Scrape down the sides of the bowl (if applicable) and add the sugars, baking powder, baking soda and cinnamon, beating until the mixture is well blended.



Reduce the speed of your amazingly amazing stand mixer (if applicable) to medium and add the eggs and vanilla extract, mixing until well incorporated.



Stir in the raisins. Then, reduce the speed of your amazingly amazing stand mixer (if applicable) to low and add the flour and oats, scraping down the sides of the bowl as necessary and mixing just until they are incorporated.



Cover the bowl with plastic wrap and chill your dough for at least an hour before baking. Meanwhile! Preheat the oven to 375 degrees.

Line a large baking sheet with parchment paper or a Silpat silicone non-stick baking mat. (Thanks, Jennie and Joe! Gift registries RULE!!!11!!!!!!) Form the dough into balls about the size of balls of golf and place them on the mat about 2 inches apart.

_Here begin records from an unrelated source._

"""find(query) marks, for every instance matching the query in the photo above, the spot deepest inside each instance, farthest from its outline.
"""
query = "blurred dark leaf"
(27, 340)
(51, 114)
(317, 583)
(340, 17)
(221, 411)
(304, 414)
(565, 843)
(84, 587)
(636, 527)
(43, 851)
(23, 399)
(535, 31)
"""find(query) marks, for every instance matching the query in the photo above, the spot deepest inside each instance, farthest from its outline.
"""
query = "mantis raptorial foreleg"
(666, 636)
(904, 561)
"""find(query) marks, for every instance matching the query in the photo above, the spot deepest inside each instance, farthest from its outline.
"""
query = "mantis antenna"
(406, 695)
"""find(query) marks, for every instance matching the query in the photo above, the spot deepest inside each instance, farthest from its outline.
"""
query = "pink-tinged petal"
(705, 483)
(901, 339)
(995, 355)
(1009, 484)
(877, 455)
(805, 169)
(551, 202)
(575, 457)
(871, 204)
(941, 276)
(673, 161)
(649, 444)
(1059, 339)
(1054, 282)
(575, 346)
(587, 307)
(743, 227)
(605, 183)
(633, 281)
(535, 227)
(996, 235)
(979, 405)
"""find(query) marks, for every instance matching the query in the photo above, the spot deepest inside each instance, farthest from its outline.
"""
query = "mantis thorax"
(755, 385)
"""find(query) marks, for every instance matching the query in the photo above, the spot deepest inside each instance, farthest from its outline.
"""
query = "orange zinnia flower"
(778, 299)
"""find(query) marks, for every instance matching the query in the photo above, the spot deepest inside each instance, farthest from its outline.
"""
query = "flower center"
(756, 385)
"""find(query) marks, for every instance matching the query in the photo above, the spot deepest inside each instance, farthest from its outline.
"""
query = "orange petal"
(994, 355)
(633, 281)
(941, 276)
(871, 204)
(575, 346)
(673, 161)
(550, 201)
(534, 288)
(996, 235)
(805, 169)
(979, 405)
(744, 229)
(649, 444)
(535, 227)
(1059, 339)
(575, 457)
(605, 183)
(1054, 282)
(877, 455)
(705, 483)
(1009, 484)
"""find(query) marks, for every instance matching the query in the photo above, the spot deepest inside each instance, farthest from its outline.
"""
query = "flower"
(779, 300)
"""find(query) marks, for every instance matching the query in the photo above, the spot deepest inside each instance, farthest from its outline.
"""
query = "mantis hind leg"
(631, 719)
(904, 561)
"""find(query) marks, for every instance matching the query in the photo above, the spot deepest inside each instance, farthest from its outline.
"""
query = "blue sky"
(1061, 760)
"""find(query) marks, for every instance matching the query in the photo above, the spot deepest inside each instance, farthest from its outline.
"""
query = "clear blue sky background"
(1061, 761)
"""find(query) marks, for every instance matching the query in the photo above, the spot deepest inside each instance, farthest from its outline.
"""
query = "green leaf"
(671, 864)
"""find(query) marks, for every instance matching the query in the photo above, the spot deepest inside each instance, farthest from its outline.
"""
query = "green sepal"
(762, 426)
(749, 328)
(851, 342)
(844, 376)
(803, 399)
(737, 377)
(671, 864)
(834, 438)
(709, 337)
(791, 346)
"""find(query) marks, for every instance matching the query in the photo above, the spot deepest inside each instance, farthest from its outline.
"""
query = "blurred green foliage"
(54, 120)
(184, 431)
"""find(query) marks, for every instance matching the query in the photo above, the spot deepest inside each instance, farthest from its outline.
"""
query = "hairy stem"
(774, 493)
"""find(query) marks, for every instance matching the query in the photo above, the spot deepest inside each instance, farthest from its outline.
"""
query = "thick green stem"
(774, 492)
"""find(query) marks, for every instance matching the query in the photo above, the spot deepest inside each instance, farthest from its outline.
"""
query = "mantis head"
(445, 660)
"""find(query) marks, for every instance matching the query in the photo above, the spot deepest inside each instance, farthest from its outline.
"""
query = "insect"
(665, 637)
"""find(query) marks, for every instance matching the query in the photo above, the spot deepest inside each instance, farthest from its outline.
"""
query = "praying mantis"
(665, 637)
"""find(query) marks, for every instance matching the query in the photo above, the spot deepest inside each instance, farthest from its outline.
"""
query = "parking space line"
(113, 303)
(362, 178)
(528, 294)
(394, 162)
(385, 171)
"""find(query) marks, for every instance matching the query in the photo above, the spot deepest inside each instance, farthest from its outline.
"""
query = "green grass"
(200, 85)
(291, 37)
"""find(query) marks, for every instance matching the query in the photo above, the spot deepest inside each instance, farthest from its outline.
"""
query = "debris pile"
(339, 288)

Now here’s the (arguably) weird part: generously sprinkle sea or kosher salt on top of each dough ball. Trust me on this one; it makes all the difference.



Bake 1 sheet at a time for 15 minutes or until the cookies are puffed and beginning to turn golden.

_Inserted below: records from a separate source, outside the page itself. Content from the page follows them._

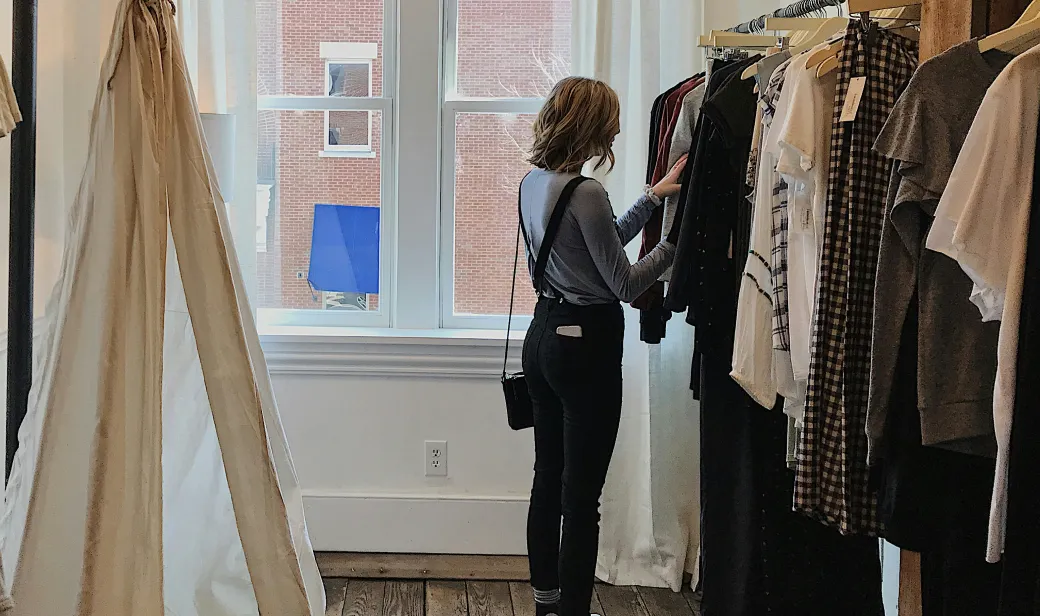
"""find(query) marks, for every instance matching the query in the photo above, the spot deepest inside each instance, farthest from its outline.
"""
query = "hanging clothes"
(982, 222)
(664, 120)
(757, 556)
(9, 112)
(832, 481)
(930, 425)
(1020, 585)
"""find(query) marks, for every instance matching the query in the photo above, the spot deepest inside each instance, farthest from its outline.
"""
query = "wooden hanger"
(753, 69)
(795, 24)
(828, 29)
(872, 5)
(826, 60)
(1025, 29)
(736, 40)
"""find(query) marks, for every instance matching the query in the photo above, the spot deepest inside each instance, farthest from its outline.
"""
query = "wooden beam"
(1005, 13)
(910, 598)
(408, 566)
(945, 23)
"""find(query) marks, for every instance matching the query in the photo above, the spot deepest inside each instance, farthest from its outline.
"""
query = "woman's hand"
(670, 184)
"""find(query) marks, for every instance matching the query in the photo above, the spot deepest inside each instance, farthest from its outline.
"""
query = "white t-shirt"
(760, 369)
(804, 143)
(982, 222)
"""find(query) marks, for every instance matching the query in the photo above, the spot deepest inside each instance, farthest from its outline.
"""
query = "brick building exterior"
(507, 48)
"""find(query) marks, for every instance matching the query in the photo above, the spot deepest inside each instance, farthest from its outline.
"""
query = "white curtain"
(650, 503)
(219, 44)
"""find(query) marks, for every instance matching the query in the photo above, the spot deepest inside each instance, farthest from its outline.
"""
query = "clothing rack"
(23, 202)
(800, 8)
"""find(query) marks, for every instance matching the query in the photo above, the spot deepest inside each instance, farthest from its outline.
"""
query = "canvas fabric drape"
(650, 528)
(153, 453)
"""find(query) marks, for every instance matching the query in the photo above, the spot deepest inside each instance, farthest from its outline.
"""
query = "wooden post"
(943, 24)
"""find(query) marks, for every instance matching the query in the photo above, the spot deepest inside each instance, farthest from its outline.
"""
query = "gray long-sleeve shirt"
(588, 263)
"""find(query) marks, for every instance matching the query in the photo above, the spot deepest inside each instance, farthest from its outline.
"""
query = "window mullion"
(416, 114)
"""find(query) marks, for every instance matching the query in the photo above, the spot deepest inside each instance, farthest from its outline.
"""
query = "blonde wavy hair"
(576, 124)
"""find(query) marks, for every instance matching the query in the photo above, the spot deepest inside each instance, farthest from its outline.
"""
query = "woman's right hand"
(671, 184)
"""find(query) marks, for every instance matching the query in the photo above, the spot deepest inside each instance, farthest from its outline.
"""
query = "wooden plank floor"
(379, 597)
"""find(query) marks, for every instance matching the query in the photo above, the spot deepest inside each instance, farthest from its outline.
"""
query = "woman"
(572, 353)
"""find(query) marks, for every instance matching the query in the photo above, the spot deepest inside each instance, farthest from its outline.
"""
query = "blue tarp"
(345, 249)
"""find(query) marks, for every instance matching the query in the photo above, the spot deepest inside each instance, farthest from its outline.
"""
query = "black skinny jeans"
(575, 387)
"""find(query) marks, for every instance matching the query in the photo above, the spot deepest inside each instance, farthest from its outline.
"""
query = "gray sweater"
(588, 263)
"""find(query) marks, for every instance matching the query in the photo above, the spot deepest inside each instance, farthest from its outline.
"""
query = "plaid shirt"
(832, 475)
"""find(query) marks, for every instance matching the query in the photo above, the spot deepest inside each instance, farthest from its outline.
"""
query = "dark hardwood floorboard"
(379, 597)
(693, 598)
(596, 607)
(335, 588)
(364, 597)
(619, 600)
(405, 598)
(489, 598)
(661, 601)
(446, 598)
(523, 598)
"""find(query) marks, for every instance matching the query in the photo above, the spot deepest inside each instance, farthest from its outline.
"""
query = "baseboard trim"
(432, 524)
(418, 566)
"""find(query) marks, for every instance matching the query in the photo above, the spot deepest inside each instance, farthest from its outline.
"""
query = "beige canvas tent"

Transfer the cookies to a wire rack to cool completely. If you can wait that long. Me? I eat them as soon as they stop burning my fingers. And then I eat them all. Which brings us to today’s PROTIP!

You can go ahead and scoop out all of your golf balls onto a baking sheet like this:



and then stick that baking sheet (without the sprinkling of salt) in the freezer. As soon as your dough balls are frozen through, transfer them to a freezer bag for storage and safe-keeping. Then! Whenever you want warm fresh-baked oatmeal raisin cookies, take a ball or two out of the freezer, sprinkle them with salt, and stick them in your toaster oven. They’ll bake at the same temperature, but add a minute or two to the cooking time. Then! Voila! Warm fresh-baked oatmeal cookies whenever you want them!

Yay!

9.11.10

About Roasted Acorn Squash with Marmalade

Brrr. Sure is getting cold out there, huh? Looks like that long, hot, disgusting summer is finally gone for good, and can I just say? THANK YOU SANTA. And lest you need a kindergarten lesson in the calendar, when summer ends the fall begins. (Speaking of The Fall, has anyone seen that movie? Because it was INCREDIBLE, and I’m not just saying that because The Piemaker is, like, super hot or anything. Which he is. I DIGRESS.)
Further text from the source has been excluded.